24B2-2 信号線に雷サージ対策部品を実装する場合の平衡度改善手法 (三菱電機 本橋さん)

この発表と、あと岡山大学からの発表、複数の発表で出てきた「平衡度」。まだなじみのないキーワードだが、不要輻射の低減に役立つ概念だ。要はコモンモード成分の発生を抑えることが肝要なので、平衡度はScd21すなわち入力したディファレンシャル(ノーマルモード)成分がコモンモードに変換されて出力される割合を見て評価できる。
この発表内容は、構造的に発生する非対称性を付加容量(キャパシタンス)で補償するテクニックを提案していた。

24B3-4 複数クロック動作時における高調波ノイズ源識別手法の検討 (都立産業技術センター 佐野さん)

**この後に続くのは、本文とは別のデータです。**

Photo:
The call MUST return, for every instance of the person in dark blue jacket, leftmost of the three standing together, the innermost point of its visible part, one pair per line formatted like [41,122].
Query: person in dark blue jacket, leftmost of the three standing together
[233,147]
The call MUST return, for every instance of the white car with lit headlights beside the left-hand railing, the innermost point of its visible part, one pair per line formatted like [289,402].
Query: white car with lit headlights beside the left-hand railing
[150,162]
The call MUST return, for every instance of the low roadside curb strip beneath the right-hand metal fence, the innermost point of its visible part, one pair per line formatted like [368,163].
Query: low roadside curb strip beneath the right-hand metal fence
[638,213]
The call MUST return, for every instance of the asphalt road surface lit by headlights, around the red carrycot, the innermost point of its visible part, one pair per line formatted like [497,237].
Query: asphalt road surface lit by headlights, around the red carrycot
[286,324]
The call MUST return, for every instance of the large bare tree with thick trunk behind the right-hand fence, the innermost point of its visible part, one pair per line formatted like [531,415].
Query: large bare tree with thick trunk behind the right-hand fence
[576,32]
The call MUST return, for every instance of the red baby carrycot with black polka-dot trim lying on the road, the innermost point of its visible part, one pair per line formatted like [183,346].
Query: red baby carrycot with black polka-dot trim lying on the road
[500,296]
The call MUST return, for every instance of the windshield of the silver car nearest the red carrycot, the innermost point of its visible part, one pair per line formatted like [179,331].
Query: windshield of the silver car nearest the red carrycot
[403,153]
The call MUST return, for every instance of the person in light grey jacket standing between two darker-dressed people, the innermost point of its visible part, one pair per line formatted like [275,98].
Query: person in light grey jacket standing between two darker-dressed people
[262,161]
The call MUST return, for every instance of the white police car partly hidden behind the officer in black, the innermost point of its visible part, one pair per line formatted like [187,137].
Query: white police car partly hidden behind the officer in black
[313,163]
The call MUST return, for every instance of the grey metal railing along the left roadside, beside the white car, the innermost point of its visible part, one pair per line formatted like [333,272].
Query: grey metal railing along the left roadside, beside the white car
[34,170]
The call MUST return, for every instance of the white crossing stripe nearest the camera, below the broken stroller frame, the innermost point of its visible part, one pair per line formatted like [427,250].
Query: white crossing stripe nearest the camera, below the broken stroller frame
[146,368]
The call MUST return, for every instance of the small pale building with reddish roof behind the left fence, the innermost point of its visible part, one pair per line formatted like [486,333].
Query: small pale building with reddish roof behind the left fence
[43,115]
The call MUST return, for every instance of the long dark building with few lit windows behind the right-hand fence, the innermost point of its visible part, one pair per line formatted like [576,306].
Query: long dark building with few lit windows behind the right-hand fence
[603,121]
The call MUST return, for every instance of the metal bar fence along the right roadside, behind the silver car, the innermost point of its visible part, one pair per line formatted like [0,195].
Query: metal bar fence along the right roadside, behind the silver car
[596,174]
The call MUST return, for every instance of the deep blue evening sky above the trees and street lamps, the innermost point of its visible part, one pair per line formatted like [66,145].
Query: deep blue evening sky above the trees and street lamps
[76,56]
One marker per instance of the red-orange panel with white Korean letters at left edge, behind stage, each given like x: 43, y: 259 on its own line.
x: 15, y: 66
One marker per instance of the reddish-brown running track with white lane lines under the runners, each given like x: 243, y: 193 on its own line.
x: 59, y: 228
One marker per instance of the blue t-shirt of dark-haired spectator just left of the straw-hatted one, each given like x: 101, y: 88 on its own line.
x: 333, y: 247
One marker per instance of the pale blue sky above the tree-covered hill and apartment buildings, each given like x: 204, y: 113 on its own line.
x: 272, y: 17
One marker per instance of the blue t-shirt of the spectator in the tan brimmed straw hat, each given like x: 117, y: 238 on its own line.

同じ周波数のクロックを複数使っていると、どのクロックに不要輻射の原因があるのか判別しなければならないケースは多々ある。個々のクロック周波数を僅かに変えて識別しようという試み。
最初、クロック源の周波数を設定などで変えてしまえば良いのでは?と単純に考えていたのだが、この研究では同じクロックドライバーのピンから出て分岐した後のクロックも想定している。分岐後のダンピング抵抗があるのが前提だが、そこに識別用のクロックを注入する。分岐先が互いに同期している場合を考慮して、原周波数+1%を一定時間注入し、位相ずれが大きくなる前に原周波数に戻す、ということを外部で行っている点が新しい(それを気にしなくて良いならば単にシグナルジェネレーターを使えば良いだけ)。

24B3-5 プリント基板からのEMI発生機構に関する遠方界および近傍磁界測定に基づく考察 (岡山大 石田さん)

遠方界のEMI測定と近傍磁界測定結果から、EMIの3大要素である、ノイズ源・伝搬経路・アンテナを特定しようという内容。基本に立ち返ったテーマではあるが、それができれば苦労はしないという位、難しい内容でもある。
さて、発表では奇数倍高調波が出ていれば信号線、偶数倍高調波が出ていれば電源からの放射だと当たり前のように結論付けていたが、実際にはそう単純ではない。信号線だけの発信でも、デューティー比が50%じゃなかったり波形が非対称だったり、クロックではない0/1の比率が1:1でない場合は偶数倍の成分も出るので厄介なのだ。

超高速伝送の話題が無かったのは何とも寂しい限り。